Face à cette volonté d'aller vite, le premier secrétaire du Parti socialiste a lui aussi mis en garde le gouvernement contre tout risque de "précipitation". Pour François Hollande, "il faut absolument que la négociation soit la règle", privilégiant d'abord des discussions entre les partenaires sociaux avant éventuellement de légiférer. Si François Hollande s'attarde sur la méthode, Manuel Valls approuve la réforme sur le fond. "Les régimes spéciaux doivent être alignés sur le régime général" explique le député-maire d'Evry dans une interview accordée aux Echos ce lundi. Reprenant ainsi une inflexion de la ligne du PS déjà engagée par Arnaud Montebourg par exemple.

Sur le fond, et pour la CFDT, les régimes spéciaux sont "l'héritage de la reconnaissance de la pénibilité des métiers". Pour ce syndicat, le gouvernement cherche un bouc-émissaire alors que cette réforme correspond "à une économie négligeable, moins de 0,1%, et ne comblera pas le déficit du compte +retraite+ du régime général". Pour le PCF, "plutôt que de trouver les moyens de financer le seul système efficace, la retraite par répartition, le gouvernement fait diversion en pointant du doigt les régimes spéciaux" et "en désignant des bouc-émissaires".
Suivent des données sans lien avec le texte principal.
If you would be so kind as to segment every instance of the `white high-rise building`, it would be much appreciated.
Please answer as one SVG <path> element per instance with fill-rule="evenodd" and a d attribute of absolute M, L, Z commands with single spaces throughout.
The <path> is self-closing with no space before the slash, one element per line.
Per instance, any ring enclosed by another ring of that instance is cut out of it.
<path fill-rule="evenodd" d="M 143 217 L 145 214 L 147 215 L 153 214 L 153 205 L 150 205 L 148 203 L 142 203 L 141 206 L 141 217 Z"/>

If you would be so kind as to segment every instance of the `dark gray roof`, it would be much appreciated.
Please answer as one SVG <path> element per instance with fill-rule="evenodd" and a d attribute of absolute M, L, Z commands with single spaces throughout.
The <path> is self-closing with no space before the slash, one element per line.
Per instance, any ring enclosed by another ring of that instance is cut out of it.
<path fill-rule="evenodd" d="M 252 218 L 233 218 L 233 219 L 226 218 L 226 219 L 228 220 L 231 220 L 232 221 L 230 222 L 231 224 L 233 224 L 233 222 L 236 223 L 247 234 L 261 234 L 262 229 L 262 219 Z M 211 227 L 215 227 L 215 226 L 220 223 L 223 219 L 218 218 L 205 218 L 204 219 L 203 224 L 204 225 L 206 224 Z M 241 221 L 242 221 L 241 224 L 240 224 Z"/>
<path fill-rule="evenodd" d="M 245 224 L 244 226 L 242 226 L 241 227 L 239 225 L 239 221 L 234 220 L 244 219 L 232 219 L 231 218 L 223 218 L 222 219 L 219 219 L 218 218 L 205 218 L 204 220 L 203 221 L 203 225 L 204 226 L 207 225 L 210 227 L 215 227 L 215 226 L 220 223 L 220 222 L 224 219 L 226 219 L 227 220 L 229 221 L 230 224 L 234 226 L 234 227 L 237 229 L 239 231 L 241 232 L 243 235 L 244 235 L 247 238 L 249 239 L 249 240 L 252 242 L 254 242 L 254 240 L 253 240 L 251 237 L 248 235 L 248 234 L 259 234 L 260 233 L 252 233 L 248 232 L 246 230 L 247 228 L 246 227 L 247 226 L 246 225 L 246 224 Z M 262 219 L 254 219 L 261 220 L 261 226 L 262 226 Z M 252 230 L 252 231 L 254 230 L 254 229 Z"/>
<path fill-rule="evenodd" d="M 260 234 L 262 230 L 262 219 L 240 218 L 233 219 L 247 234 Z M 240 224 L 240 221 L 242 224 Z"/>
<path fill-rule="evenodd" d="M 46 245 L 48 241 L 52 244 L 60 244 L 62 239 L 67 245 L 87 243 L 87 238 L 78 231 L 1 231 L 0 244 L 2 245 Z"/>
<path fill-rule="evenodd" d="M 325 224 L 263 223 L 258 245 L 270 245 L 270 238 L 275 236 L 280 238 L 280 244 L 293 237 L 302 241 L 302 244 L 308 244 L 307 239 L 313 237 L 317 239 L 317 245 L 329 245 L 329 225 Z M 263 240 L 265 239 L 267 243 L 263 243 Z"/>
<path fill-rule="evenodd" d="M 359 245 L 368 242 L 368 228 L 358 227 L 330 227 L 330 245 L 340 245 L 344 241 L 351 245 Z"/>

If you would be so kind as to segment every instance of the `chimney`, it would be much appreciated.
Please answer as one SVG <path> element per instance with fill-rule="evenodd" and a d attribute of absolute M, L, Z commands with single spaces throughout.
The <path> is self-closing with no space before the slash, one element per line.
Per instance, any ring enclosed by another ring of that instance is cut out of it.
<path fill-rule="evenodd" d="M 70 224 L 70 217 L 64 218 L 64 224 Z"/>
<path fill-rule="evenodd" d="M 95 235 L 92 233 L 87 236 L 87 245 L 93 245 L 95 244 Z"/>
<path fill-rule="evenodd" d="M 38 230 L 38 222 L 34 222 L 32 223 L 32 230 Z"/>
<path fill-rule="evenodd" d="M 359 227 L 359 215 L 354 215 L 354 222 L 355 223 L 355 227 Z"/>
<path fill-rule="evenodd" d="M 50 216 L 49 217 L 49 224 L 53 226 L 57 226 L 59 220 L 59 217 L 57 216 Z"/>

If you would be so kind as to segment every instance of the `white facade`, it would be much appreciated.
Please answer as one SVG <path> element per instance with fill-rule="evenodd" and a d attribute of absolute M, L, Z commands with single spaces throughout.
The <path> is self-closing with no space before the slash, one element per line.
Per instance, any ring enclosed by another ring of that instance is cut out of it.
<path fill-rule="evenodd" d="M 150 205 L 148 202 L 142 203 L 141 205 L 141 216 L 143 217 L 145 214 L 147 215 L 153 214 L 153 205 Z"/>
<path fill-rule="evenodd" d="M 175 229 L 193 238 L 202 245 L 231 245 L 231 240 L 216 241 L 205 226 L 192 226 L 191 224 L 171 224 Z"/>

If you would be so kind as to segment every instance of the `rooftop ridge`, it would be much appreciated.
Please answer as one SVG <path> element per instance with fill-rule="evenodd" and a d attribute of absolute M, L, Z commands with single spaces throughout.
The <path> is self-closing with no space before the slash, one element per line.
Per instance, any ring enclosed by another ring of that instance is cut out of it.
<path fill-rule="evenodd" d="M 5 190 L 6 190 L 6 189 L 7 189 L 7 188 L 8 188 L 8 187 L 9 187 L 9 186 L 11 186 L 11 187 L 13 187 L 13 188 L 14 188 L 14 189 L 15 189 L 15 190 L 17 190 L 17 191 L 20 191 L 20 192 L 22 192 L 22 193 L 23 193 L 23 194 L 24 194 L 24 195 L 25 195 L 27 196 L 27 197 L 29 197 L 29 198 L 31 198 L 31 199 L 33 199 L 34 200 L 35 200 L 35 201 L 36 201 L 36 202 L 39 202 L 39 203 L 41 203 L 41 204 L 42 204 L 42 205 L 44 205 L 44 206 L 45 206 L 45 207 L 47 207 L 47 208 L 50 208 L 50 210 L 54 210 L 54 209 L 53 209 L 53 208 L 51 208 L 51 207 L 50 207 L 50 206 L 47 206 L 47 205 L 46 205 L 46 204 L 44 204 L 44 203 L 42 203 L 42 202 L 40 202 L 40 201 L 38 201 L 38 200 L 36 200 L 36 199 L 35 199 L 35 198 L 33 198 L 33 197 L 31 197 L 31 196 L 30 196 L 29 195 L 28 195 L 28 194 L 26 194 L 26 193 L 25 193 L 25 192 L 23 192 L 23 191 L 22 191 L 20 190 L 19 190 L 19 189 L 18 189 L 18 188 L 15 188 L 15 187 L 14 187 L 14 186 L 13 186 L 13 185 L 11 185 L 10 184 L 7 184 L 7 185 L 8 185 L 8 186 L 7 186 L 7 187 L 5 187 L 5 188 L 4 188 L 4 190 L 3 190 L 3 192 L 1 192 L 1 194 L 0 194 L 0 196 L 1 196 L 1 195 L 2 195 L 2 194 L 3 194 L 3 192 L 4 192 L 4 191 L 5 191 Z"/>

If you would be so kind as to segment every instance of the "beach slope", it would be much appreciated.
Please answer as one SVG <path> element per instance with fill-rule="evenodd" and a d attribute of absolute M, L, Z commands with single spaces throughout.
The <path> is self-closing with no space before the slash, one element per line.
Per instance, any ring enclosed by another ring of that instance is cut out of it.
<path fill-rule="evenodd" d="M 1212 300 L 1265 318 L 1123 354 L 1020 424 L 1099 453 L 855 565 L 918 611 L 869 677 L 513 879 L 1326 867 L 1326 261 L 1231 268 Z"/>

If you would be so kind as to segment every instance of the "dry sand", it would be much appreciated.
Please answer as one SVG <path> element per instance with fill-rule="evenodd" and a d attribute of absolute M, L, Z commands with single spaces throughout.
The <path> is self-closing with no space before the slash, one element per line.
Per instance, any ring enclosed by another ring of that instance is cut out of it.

A droite, pour Patrick Devedjian, "les esprits ont mûri" et les Français sont prêts pour une telle réforme. "Beaucoup de gens comprennent que la demande d'égalité du corps social sur les questions de retraite est une demande forte et aussi la maîtrise de la dépense sociale", a expliqué le secrétaire général de l'UMP, rejetant la possibilité d'un scénario similaire à décembre 1995, lorsqu'Alain Juppé avait tenté une réforme du même type. A l'extrême gauche, pour Olivier Besancenot, cette annonce est une "déclaration de guerre". Le porte-parole de la Ligue communiste révolutionnaire a estimé que le premier ministre avait sifflé "la rentrée sociale". "Derrière les régimes spéciaux, ce sont les régimes de retraite qui sont visés", a expliqué Olivier Besancenot.